HARRISBURG, Pa. — Following an affirmance by the Third Circuit U.S. Court of Appeals, an insurer in a Dec. 23 brief asks a Pennsylvania federal judge to lift a stay regarding an order compelling the insurer and its reinsurer to arbitrate their dispute over lead paint losses (Pennsylvania National Mutual Casualty Insurance Co. v. Everest Reinsurance Co., No. 18-mc-653, M.D. Pa.).
JASPER, Ala. — Citing no subject matter jurisdiction, an insurer in a Dec. 27 motion asks an Alabama federal court to dismiss a former female prison inmate’s claim seeking a declaratory judgment as a judgment creditor of the insurer’s rights under reinsurance agreements in her lawsuit alleging sexual misconduct in a jail (Jessica Rainer v. J.C. Poe Jr., et al., No. 19-1392, N.D. Ala.).

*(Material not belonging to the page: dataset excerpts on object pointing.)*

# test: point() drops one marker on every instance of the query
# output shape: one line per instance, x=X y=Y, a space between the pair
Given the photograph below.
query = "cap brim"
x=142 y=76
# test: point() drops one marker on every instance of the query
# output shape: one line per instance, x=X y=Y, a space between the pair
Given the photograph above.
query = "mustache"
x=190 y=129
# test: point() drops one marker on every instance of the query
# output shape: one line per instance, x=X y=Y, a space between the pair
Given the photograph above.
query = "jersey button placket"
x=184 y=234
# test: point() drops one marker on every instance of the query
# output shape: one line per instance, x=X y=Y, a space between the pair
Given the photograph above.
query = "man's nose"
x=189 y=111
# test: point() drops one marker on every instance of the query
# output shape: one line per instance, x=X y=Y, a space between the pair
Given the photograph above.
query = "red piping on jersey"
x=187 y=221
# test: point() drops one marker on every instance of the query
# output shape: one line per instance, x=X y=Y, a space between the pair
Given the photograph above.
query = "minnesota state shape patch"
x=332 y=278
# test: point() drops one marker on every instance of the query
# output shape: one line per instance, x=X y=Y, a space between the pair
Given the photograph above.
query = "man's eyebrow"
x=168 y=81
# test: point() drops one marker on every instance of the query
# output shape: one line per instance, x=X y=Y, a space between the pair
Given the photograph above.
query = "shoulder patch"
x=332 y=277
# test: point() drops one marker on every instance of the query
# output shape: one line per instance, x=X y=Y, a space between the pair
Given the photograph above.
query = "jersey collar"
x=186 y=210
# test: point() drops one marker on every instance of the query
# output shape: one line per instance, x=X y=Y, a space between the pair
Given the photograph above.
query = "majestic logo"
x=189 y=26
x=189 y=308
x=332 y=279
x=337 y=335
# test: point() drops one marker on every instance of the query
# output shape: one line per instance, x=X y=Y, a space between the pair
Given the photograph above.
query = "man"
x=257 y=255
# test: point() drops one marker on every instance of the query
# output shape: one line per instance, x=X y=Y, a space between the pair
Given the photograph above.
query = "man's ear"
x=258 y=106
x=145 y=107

JASPER, Ala. — The city of Jasper and employees on Dec. 19 moved for judgment on the pleadings in two Alabama federal court cases, which also name their insurer, over allegations by former jail inmates of sexual misconduct in a jail because the city’s civil service board is “not legally cognizable nor endowed with the ability to sue or be sued” (Whitley Goodson v. J.C. Poe, Jr., et al., No. 19-1399, Charity Tessener v. J.C. Poe, Jr., et al., No. 19-01314, N.D. Ala.).
SAN JUAN, Puerto Rico — An insolvent insurer’s liquidator in a Dec. 21 motion asks that a Puerto Rico federal judge alter or amend his ruling to stay arbitration proceedings in a case over $150 million in losses from two hurricanes against its reinsurers until a stay in the insurer’s liquidation order is lifted (Integrand Assurance Co. v. Everest Reinsurance Co., et al., No. 19-01111, D. Puerto Rico).
NEW YORK — Liquidators of hedge funds argue in a Dec. 16 motion filed in a New York federal court that allegations in two lawsuits involving a runoff insurer that concern a hedge fund scheme and the misuse and mismanagement show that a defendant “is a corporate insider with direct involvement in day-to-day affairs for the purposes of the group pleading doctrine” (In re Platinum-Beechwood Litigation, No. 18-6658, Martin Trott, et al. v. Platinum Management [NY] LLC, et al., No. 18-10936; Melanie L. Cyganowski, et al. v. Beechwood Re Ltd., et al., No. 18-12018, S.D. N.Y.).
CHICAGO — A reinsurer argues in a Dec. 13 brief that an Illinois federal court should not confirm a second award reversing parts of a first award over reinsurance billings for asbestos claims under five out of six contracts but should confirm the first award and part of the second award resolving the dispute under the sixth contract (Allstate Insurance Co. v. Amerisure Mutual Insurance Co., No. 19-4341; Amerisure Mutual Insurance Co. v. Allstate Insurance Co., No. 19-7080, N.D. Ill.).